I don’t have a good answer to this question. I worry about it, sometimes. I worry about thinking too much about story when I watch my children strut their lives upon the figurative stage. I worry about how my own narrative impulses impose a certain form and structure and feel to my life and the lives of those around me, not least when I consider writing about the most difficult things, like depression and anxiety and grief – have I written myself and my loved ones into a story that is all about sadness? Am I turning my struggles into spectacle, and to what effect? (I turn off comments on some posts – some posts about my father, for example, some others about my children, many about Tanner – when I want to remain clear with myself that I am writing for myself, and not for reactions, when I want there to be no mistake that I am not writing a given story for attention or positive reinforcement.
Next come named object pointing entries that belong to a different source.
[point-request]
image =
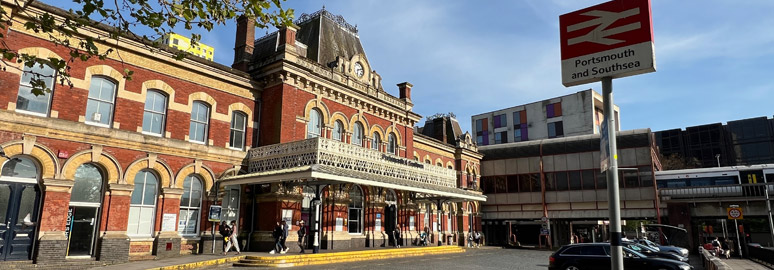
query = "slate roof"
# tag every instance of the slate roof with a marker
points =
(326, 36)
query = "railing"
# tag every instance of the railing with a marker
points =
(727, 191)
(335, 154)
(761, 255)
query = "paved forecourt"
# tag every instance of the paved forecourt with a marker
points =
(483, 258)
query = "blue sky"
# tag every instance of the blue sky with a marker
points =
(714, 58)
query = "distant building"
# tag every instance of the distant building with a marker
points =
(741, 142)
(576, 114)
(184, 44)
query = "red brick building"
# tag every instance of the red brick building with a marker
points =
(121, 169)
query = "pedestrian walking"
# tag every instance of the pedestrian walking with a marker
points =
(396, 234)
(277, 234)
(232, 240)
(301, 235)
(284, 237)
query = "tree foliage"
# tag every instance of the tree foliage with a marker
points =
(117, 19)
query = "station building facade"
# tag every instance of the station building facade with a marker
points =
(120, 170)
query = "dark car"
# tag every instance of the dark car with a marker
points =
(676, 250)
(596, 256)
(654, 252)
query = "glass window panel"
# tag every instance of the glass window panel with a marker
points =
(550, 181)
(88, 184)
(150, 190)
(588, 179)
(5, 196)
(20, 167)
(134, 220)
(561, 181)
(27, 101)
(27, 206)
(602, 180)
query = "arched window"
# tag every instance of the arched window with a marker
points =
(392, 144)
(200, 120)
(355, 218)
(357, 134)
(28, 102)
(155, 113)
(390, 197)
(85, 202)
(143, 204)
(338, 131)
(99, 107)
(190, 205)
(21, 169)
(314, 127)
(88, 185)
(376, 140)
(238, 125)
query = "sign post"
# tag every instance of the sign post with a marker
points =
(735, 213)
(610, 40)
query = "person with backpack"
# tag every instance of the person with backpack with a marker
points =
(225, 232)
(232, 240)
(277, 234)
(301, 235)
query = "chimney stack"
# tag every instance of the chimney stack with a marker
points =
(288, 36)
(405, 90)
(244, 43)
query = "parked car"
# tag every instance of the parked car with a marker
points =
(654, 252)
(596, 256)
(677, 250)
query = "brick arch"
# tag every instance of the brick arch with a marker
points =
(324, 112)
(161, 169)
(108, 163)
(106, 71)
(393, 130)
(242, 108)
(377, 129)
(363, 121)
(160, 86)
(49, 164)
(206, 98)
(39, 52)
(340, 117)
(204, 173)
(438, 161)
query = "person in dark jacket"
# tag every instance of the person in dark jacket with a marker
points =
(301, 235)
(277, 234)
(284, 237)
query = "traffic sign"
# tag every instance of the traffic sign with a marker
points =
(613, 39)
(735, 213)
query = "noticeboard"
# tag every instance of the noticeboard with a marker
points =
(215, 211)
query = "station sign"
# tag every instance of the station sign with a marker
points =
(612, 39)
(735, 213)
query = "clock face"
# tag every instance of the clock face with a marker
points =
(359, 69)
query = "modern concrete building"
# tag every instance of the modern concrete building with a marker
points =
(580, 113)
(738, 143)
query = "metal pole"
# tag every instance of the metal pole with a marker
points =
(768, 207)
(738, 240)
(613, 197)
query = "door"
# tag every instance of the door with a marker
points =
(82, 228)
(18, 214)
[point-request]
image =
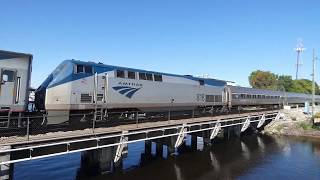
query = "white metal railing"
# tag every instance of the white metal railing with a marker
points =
(223, 124)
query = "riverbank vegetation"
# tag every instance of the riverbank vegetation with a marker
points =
(268, 80)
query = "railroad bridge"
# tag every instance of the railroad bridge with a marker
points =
(108, 145)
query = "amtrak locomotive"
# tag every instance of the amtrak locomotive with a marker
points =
(76, 89)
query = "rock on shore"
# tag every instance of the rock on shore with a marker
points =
(295, 123)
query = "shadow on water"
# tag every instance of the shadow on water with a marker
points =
(248, 157)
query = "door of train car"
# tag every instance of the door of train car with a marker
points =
(227, 97)
(101, 88)
(7, 89)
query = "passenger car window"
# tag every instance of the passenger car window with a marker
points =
(131, 75)
(8, 76)
(142, 76)
(88, 69)
(158, 77)
(120, 74)
(79, 69)
(149, 77)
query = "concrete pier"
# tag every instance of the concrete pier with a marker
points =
(98, 161)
Why, then, not close comments on all posts? Because the dialogue that emerges from commentary is important to me, as is – obviously – the community. Turning off comments sometimes is just a reminder to myself that I do not write – primarily – to generate vocal response; it keeps me honest about why I’m writing about certain things, i.e. because the story demands to be told, and not because the story will yield tons of comments.)
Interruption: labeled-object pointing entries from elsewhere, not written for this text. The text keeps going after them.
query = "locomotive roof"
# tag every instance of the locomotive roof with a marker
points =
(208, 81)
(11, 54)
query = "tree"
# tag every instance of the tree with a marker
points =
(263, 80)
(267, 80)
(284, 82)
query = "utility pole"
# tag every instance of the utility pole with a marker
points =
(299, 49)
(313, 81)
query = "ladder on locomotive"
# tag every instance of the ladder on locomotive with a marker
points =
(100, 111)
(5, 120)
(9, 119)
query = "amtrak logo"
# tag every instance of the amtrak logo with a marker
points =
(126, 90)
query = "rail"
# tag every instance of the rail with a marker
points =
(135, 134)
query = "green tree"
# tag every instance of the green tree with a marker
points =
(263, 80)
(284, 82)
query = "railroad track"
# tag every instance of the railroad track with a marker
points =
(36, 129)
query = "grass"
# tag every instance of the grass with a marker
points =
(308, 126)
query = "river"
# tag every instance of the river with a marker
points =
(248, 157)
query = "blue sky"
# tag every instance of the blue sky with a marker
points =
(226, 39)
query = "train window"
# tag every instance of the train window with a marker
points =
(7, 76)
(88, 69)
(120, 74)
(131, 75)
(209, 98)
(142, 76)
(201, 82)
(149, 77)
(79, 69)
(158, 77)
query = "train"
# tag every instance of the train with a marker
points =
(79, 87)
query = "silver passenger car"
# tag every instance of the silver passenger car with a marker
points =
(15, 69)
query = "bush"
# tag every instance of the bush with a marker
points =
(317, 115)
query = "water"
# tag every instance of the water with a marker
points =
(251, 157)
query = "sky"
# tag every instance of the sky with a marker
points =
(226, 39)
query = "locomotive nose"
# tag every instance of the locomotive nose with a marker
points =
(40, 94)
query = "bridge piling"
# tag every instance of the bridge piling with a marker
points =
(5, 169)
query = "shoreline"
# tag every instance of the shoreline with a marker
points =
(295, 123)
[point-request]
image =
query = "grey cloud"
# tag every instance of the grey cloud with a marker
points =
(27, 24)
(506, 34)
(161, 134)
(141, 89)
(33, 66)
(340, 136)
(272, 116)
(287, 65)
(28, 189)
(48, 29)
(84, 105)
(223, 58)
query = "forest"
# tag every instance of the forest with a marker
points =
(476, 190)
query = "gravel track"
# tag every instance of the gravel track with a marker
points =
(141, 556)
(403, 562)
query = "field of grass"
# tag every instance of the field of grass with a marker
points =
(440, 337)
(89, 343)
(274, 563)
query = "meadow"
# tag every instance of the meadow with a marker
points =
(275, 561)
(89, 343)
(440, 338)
End of the day, I take the temperature of my integrity by appealing to my gut: why am I telling this story? Do I tell it out of love and/or joy and/or enthusiasm and/or fascination? Out of sincere concern or worry or heartfelt handwringing? Will my children read this someday – or my husband or mother or sister or friends read it now, or my father read it on whatever iHeaven app they make available in the great beyond – and recognize and appreciate the feeling behind it? Will their reactions be informed by (so far as possible) a clear awareness that they appear in my stories because I love them, because they are important to me, because I wanted to remember and understand every moment with them, because I wanted to share all of this, because I wanted to the world to know? Are the stories that feature my loved ones gentle in their treatment of them as characters? Are they – so far as is possible in narrative construction – true? If I can tell myself – honestly, as honestly as possible – that the answers to these questions is yes, then that is the best that I can do.
I hope that it is enough. Is it different enough from what goes on in the cruel and shallow money trench that is reality television? I think so. My writerly gaze, as it falls upon my children and my family and my friends, is a loving gaze. This cannot be said of the gaze of a television camera, and that difference, I think, is key. It is, in any case, enough to help me sleep at night. Mostly.